Quiz: Teaching Epistemic Humility


Q1. The "certainty-doubt tension" in education refers to:

(a) Students being uncertain about exams (b) The structural tension between teaching students to be confident in knowledge (to enable action) and teaching them to question knowledge (to enable correction) — simultaneously (c) Teachers disagreeing with each other (d) Students refusing to learn

Answer**(b)** Both are necessary: confidence enables action under pressure; doubt enables correction when wrong. Most educational systems resolve the tension by teaching certainty and hoping students develop doubt on their own — which produces practitioners who are confident but uncalibrated.

Q2. The military after-action review (AAR) is most effective because of its:

(a) Length (b) Routine nature — conducted after every operation, not just after failures, which normalizes questioning and prevents the association of review with disaster (c) Secrecy (d) Punishment structure

Answer**(b)** Routine review normalizes analysis as part of operations. Disaster-triggered reviews are contaminated by crisis emotions and blame dynamics. The AAR's power comes from being *ordinary*, not *exceptional*.

Q3. Blameless postmortems differ from traditional failure investigations because:

(a) They ignore the failure (b) They explicitly prohibit blaming individuals and focus entirely on systems — what structural features produced the failure and what structural changes would prevent recurrence (c) They blame everyone equally (d) They are conducted by external consultants only

Answer**(b)** The blameless framework makes it safe to report errors honestly. When people fear punishment, they underreport and hide errors, producing worse learning data. The blameless approach produces better data and better learning.
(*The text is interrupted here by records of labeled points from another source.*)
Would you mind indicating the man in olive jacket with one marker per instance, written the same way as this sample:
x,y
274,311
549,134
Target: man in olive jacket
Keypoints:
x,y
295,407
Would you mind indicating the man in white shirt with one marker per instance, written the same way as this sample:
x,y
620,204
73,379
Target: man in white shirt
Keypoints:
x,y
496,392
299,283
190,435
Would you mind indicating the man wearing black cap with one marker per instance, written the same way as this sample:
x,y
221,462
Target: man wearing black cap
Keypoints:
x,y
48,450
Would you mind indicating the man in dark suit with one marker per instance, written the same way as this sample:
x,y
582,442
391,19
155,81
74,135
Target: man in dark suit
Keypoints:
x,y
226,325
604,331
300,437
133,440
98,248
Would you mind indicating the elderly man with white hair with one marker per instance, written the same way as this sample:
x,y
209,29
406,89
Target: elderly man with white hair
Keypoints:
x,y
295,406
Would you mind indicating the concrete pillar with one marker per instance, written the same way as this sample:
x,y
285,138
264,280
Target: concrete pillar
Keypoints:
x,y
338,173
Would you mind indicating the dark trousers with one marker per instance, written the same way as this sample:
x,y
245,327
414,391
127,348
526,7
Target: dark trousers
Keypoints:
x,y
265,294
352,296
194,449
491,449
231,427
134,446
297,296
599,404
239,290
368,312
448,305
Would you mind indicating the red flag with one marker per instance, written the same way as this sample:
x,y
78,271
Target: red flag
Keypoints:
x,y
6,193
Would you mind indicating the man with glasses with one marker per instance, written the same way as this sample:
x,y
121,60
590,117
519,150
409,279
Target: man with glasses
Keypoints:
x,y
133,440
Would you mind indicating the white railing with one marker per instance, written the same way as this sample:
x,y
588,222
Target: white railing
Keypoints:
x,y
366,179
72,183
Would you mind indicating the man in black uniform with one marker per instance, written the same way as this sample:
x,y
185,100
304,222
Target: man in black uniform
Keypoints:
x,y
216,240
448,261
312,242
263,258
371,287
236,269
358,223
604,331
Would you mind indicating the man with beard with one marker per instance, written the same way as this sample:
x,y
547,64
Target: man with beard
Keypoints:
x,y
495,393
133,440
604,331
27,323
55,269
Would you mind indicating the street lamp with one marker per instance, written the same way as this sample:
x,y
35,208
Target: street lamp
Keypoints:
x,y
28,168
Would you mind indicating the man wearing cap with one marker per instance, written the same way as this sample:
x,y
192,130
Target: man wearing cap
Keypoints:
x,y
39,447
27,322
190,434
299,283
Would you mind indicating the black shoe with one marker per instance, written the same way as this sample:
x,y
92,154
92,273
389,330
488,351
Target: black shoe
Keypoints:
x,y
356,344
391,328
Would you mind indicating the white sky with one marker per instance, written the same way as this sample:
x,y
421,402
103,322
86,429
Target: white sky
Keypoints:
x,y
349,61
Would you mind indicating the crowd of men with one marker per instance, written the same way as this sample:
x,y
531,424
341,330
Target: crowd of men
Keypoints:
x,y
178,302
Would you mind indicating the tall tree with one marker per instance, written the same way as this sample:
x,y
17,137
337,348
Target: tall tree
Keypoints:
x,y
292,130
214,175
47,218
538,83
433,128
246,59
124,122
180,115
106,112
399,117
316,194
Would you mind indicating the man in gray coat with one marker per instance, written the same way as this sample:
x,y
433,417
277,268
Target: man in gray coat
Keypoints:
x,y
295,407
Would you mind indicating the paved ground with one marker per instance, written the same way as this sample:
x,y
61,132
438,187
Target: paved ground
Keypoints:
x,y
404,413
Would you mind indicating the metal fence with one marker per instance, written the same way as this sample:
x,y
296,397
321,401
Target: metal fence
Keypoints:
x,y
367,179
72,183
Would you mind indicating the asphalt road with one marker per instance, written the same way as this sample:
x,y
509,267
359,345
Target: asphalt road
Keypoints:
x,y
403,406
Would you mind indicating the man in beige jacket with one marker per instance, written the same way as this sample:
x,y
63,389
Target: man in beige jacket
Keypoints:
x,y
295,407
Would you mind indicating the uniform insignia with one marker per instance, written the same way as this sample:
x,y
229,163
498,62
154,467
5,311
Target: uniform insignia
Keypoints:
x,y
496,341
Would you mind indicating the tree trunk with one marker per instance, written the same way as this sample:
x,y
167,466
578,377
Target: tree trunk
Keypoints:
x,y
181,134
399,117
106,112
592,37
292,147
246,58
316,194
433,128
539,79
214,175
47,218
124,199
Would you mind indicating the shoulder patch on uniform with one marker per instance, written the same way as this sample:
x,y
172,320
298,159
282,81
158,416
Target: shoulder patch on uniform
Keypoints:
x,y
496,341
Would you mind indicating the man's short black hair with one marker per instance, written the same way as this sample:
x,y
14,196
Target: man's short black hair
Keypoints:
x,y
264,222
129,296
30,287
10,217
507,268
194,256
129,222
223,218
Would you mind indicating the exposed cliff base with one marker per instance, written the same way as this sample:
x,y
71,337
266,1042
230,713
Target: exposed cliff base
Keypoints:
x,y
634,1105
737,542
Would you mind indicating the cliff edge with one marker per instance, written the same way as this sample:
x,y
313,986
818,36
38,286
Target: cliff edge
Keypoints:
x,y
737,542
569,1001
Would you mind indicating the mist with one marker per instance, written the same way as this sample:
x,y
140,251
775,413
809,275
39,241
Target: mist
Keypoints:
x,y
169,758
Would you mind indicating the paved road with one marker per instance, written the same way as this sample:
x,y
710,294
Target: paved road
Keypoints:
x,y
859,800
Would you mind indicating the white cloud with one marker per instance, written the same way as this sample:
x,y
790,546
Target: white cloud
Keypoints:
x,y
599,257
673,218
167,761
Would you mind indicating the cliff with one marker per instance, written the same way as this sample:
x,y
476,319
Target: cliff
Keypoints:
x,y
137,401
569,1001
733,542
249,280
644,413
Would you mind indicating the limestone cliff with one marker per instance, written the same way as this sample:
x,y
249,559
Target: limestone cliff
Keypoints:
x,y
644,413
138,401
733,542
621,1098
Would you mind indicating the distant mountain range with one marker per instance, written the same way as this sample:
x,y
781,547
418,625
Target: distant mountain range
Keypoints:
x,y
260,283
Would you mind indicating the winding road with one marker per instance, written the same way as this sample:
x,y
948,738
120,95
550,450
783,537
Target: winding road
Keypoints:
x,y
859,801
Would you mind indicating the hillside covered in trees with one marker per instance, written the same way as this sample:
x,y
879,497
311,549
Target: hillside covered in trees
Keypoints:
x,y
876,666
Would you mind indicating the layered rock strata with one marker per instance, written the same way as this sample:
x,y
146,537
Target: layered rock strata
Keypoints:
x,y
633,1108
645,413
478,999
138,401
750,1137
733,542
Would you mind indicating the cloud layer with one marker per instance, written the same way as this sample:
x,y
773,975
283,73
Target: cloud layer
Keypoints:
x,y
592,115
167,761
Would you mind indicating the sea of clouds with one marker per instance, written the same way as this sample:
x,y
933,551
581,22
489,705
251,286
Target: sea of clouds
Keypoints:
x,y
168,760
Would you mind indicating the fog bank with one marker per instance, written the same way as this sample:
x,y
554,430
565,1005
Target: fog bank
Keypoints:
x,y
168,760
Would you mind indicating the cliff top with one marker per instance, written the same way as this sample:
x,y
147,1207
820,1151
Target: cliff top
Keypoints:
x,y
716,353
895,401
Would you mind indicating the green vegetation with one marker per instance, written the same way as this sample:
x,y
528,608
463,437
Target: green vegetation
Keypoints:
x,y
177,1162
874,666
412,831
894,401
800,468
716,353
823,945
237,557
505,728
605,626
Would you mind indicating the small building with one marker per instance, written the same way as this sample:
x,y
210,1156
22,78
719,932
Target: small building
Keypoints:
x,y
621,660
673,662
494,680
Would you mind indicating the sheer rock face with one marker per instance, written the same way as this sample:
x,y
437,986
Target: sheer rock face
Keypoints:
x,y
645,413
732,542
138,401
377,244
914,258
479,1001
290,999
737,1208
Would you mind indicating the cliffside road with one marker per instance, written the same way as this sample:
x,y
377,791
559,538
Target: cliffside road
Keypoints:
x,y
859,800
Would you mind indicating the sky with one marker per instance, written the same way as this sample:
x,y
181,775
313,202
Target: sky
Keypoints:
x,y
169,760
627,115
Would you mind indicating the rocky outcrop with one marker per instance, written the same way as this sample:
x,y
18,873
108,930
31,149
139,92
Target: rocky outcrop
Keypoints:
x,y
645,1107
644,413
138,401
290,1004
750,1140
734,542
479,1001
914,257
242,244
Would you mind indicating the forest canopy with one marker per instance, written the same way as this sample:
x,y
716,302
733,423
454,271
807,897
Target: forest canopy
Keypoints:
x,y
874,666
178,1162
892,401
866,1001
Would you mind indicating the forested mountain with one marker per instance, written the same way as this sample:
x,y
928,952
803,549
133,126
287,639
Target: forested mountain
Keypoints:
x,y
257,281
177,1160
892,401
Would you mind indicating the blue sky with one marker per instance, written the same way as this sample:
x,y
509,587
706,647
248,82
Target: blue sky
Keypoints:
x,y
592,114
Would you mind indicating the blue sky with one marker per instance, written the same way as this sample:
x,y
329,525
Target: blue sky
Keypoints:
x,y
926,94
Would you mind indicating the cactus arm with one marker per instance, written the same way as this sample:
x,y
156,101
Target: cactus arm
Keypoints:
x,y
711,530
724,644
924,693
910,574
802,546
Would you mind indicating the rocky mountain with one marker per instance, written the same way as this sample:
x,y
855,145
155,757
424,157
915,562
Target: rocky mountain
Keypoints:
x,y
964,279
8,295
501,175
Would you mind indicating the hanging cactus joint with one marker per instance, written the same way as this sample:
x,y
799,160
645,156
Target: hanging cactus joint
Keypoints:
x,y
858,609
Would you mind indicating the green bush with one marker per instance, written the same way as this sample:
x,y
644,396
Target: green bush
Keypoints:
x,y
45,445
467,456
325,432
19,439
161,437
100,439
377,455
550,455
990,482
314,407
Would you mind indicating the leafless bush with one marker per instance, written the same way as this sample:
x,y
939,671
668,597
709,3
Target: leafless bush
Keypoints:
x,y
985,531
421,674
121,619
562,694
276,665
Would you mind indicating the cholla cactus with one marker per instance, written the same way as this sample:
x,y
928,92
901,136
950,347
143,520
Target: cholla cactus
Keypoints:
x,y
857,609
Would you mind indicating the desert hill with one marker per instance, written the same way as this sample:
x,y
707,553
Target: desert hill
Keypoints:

Q4. Amy Edmondson's key finding about psychological safety is:

(a) Safe teams make fewer errors (b) Teams with high psychological safety don't make fewer errors — they report more errors, which produces better learning and eventually fewer errors (c) Psychological safety is unrelated to performance (d) Only happy teams perform well

Answer**(b)** The counterintuitive finding: safe teams look like they have *more* problems because they surface more problems. This additional reporting is what produces genuine learning. Teams that suppress error reporting appear healthier but are actually more dangerous.

Q5. One-off training workshops on critical thinking fail because:

(a) Critical thinking cannot be taught (b) A single exposure doesn't override years of training in confidence; knowledge decays; institutional incentives that reward certainty remain unchanged (c) People don't attend (d) The instructors are unqualified

Answer**(b)** The structural forces that produce overconfidence (training systems, incentive structures, professional culture) are not changed by a single workshop. Lasting change requires structural intervention, not isolated instruction.

Q6. Design Principle 4 (Celebrate Correction) is important because:

(a) Everyone likes celebrations (b) Most fields celebrate discovery but not correction — creating an environment where finding new things is rewarded but fixing wrong things is invisible, which removes the incentive for error correction (c) Corrections are rare (d) It makes people feel better

Answer**(b)** The asymmetry between how fields treat discovery (celebrated) and correction (ignored or stigmatized) is one of the deepest structural drivers of error persistence. Changing what is celebrated changes what people do.

Q7. The "expertise trap" described in this chapter is:

(a) A problem only for beginners (b) The Einstellung effect applied to professional training — deep training creates deep commitment to the trained framework, making experts more resistant to updating than novices (c) A funding problem (d) A technology problem

Answer**(b)** Professional training is designed to produce confident experts, not calibrated experts. The framework learned first becomes the framework through which everything is perceived — creating the conditions for exactly the doctrinal lock-in documented throughout this book.

Q8. The chapter argues that telling people to "be more humble" is:

(a) Very effective (b) Correct and useless — like telling people to "be healthier," the advice is accurate but produces only compliance theater without specific practices, structural support, and incentive alignment (c) Rude (d) Sufficient for lasting change

Answer**(b)** Exhortation without structural change produces the *appearance* of humility without the *practice* of it. People learn to perform humility — saying the right things — without actually calibrating their uncertainty or updating their beliefs.

Q9. Design Principle 6 (Build Psychological Safety First) is listed as a precondition because:

(a) Safety is always important (b) None of the other principles work without it — if admitting uncertainty or reporting errors is punished, people will not practice epistemic humility regardless of training (c) It's the cheapest to implement (d) It's the most popular

Answer**(b)** Psychological safety is the foundation that enables all other interventions. Routine review (P1), structural change (P2), leader modeling (P3), celebrating correction (P4), and skill teaching (P5) all require an environment where candor is safe. Without it, all other interventions become theater.

Q10. The chapter recommends the following approach to teaching epistemic humility:

(a) A one-time workshop at the start of training (b) Structural integration — embedding calibration exercises, error review, and update norms throughout ongoing practice, supported by incentive alignment and psychological safety (c) Reading this book (d) Hiring only humble people

Answer**(b)** Epistemic humility is a skill that must be practiced, reinforced, and structurally supported — not a personality trait to screen for or a concept to teach once. The six design principles collectively describe an institutional approach, not a curricular addition.

Scoring Guide

  • 9-10 correct: Excellent. You can design epistemic humility interventions.
  • 7-8 correct: Good. Review the distinction between structural and aspirational approaches.
  • 5-6 correct: Fair. Revisit the four working models and the six design principles.
  • Below 5: Re-read the chapter focusing on why structural approaches work and attitudinal approaches don't.